Prima della crisi del 2008 il 50% del debito pubblico italiano era in mano agli investitori esteri, una percentuale che si è ridotta al di sotto del 20% alla fine del 2022 secondo i dati della Banca d’Italia
Negli ultimi anni, anche la quota di debito italiano detenuta dalle famiglie si è notevolmente ridotta: alla fine del 2021 le famiglie italiane le società non finanziarie detenevano il 7,92% del debito pubblico italiano
Un approfondimento pubblicato nel terzo bollettino economico della Bce del 2021 affermava che “i detentori di debito a livello nazionale rappresentano una base di investitori più stabile”
Dopo il Btp Valore dei record, con 18,19 miliardi di euro raccolti per 654.675 contratti, il Tesoro è riuscito a coinvolgere con successo il collocamento del debito pubblico italiano a un target di piccoli risparmiatori.
Secondo alcuni studi, incrementare la quota di debito detenuta a livello nazionale, e in particolare quella in mano alle famiglie, produce alcuni effetti potenzialmente interessanti per la stabilità finanziaria del Paese.
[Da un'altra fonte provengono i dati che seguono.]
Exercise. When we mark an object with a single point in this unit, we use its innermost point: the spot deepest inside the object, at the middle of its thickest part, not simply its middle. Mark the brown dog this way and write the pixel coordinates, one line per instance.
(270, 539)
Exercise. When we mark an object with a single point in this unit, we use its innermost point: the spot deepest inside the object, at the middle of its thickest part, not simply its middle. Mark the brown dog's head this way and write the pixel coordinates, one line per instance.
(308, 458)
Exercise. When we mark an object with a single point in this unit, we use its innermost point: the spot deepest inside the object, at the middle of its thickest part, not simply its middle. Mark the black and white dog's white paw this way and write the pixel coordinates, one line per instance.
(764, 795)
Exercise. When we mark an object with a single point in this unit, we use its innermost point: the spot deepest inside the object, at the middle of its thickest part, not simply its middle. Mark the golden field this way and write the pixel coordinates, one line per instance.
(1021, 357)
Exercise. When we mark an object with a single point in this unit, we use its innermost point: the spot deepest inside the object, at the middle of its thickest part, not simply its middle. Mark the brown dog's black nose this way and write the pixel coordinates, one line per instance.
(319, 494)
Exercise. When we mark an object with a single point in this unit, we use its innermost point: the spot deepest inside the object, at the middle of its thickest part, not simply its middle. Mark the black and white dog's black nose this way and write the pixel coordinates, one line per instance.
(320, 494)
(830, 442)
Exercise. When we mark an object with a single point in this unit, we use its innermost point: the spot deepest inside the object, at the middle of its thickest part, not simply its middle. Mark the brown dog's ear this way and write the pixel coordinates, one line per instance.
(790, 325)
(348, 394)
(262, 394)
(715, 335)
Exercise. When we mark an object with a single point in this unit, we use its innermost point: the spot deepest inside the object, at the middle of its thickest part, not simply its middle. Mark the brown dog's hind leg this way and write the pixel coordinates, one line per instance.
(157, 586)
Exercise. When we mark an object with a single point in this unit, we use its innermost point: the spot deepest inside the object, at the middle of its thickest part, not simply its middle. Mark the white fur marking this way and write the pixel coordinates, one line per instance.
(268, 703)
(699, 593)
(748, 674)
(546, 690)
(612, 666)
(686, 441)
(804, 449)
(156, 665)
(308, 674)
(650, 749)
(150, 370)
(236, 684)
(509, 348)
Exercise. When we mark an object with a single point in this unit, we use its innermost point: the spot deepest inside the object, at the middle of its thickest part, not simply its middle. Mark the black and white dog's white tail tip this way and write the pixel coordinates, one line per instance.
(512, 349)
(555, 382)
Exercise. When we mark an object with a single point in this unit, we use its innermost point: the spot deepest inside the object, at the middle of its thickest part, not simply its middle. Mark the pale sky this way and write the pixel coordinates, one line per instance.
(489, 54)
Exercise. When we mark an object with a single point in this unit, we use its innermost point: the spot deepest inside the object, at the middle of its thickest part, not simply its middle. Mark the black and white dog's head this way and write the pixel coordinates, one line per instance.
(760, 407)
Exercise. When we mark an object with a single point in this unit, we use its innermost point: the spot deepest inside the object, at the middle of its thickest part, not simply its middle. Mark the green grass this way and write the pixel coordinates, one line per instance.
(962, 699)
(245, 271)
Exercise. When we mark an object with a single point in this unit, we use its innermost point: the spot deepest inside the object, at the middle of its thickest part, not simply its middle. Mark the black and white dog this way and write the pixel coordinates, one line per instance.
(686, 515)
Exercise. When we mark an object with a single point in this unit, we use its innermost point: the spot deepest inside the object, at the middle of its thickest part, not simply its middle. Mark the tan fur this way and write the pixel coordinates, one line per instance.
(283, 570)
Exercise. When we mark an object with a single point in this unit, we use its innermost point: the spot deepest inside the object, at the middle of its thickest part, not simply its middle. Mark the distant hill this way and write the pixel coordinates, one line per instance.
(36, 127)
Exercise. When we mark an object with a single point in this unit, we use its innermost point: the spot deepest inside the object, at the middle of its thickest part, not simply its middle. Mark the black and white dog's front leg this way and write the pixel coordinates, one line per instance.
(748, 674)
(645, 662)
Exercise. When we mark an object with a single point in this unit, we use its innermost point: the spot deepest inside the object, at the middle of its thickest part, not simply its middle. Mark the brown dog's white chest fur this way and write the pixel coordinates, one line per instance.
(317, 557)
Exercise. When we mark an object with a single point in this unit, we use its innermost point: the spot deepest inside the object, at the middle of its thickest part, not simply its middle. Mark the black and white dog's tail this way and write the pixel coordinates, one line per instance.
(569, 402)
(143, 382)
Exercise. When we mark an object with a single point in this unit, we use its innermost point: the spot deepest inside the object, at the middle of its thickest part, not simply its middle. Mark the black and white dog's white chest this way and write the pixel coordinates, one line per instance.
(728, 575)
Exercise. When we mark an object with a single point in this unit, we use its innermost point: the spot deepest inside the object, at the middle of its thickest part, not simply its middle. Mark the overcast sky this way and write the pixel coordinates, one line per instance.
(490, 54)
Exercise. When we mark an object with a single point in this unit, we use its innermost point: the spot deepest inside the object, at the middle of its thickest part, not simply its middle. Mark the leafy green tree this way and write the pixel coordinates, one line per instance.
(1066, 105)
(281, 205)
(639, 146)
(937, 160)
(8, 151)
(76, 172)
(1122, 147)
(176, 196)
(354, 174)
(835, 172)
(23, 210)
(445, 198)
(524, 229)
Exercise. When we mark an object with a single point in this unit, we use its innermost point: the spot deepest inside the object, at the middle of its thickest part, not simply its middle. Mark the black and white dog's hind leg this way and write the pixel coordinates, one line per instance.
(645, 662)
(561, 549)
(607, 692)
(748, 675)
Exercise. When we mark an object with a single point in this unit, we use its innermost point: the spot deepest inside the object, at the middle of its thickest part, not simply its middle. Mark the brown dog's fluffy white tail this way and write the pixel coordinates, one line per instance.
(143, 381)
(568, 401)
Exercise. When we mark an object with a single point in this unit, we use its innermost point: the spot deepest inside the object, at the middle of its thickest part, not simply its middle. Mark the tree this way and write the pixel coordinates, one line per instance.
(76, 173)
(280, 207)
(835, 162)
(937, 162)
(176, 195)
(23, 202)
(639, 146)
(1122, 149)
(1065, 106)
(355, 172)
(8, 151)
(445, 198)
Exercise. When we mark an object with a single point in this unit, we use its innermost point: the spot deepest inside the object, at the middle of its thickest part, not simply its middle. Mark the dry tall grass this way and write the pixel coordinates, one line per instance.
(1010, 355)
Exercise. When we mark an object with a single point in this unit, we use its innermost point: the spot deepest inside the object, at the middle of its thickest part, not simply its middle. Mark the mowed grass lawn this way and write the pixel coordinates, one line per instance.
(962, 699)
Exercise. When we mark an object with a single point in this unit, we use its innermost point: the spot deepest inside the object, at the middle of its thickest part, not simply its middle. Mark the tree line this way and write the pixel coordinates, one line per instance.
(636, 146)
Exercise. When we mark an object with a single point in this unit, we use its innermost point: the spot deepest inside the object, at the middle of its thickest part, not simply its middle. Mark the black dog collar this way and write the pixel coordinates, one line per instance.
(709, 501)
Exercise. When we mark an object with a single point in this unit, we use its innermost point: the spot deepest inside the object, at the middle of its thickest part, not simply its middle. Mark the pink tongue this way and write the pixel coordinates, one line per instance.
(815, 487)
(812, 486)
Un approfondimento pubblicato nel terzo bollettino economico della Bce del 2021 affermava che “i detentori di debito a livello nazionale rappresentano una base di investitori più stabile… e possono rendere meno probabile l’insolvenza sovrana perché aumentano gli incentivi al rimborso del debito, in quanto il costo di un potenziale default sarebbe a carico dei residenti”.
Il debito italiano in mano estera
Prima della crisi del 2008 il 50% del debito pubblico italiano era in mano agli investitori esteri, una percentuale che si è ridotta al di sotto del 20% alla fine del 2022 secondo i dati della Banca d’Italia. Rispetto alla stragrande maggioranza degli altri Paesi dell’Eurozona, il debito pubblico in mano straniera è assai meno rilevante: nel 2020 solo Malta vedeva una quota di debito detenuta da non residenti inferiore a quella italiana. Secondo la Banca d’Italia, però, la quota di debito detenuto da soggetti stranieri è tornata a crescere dopo dieci mesi di declino consecutivi lo scorso febbraio, ha riportato Reuters.
L’allontanamento delle famiglie dal debito italiano
Negli ultimi anni, anche la quota di debito italiano detenuta dalle famiglie si è notevolmente ridotta. Secondo gli ultimi dati Bankitalia, alla fine del 2021 le famiglie italiane e dalle società non finanziarie detenevano il 7,92% del debito pubblico italiano. Nel 2002 le sole famiglie avevano in mano oltre il 30% del debito italiano, con un calo pressoché costante negli anni successivi.
E la Bce? Nel 2021 aveva in possesso il 25,27% del debito italiano. Il ridimensionamento di quest’ultima percentuale dovuta alla normalizzazione della politica monetaria, che lascerebbe al mercato il compito di rifinanziare una larga parte del fabbisogno pubblico, potrebbe portare un Paese molto indebitato come l’Italia a dover fronteggiare un aumento dei costi di finanziamento.
Secondo quanto aveva affermato a questo giornale l’analista obbligazionario Giacomo Alessi, in occasione del lancio del Btp Valore, il Tesoro starebbe cercando attivamente una maggiore stabilità attraverso un maggiore collocamento di debito pubblico alle famiglie. Una tesi che, invece, non convince l’ex ministro delle Finanze, Giovanni Tria, interrogato sul punto da We Wealth, a margine del Festival dell’Economia di Trento.
L’analisi pubblicata nel 2021 dalla Bce suggerisce che diversificare i possessori del debito pubblico, con particolare riferimento alle famiglie, sia un elemento in grado di incrementare la stabilità finanziaria, grazie a una minore dipendenza dalle banche nazionali nell’assorbimento dei titoli di Stato. Come evidenziato nella crisi del 2011, il rischio di una perdita di fiducia sulla solvibilità del Paese (con relativo aumento dello spread) può colpire i bilanci delle banche che hanno in pancia una grande quantità di titoli di Stato nazionali. Questo può mettere in moto una crisi bancaria attivando un cosiddetto “feedback loop”, nel quale “si cade in una spirale negativa auto-rinforzante che coinvolge difficoltà statali, fragilità bancaria e recessione economica”.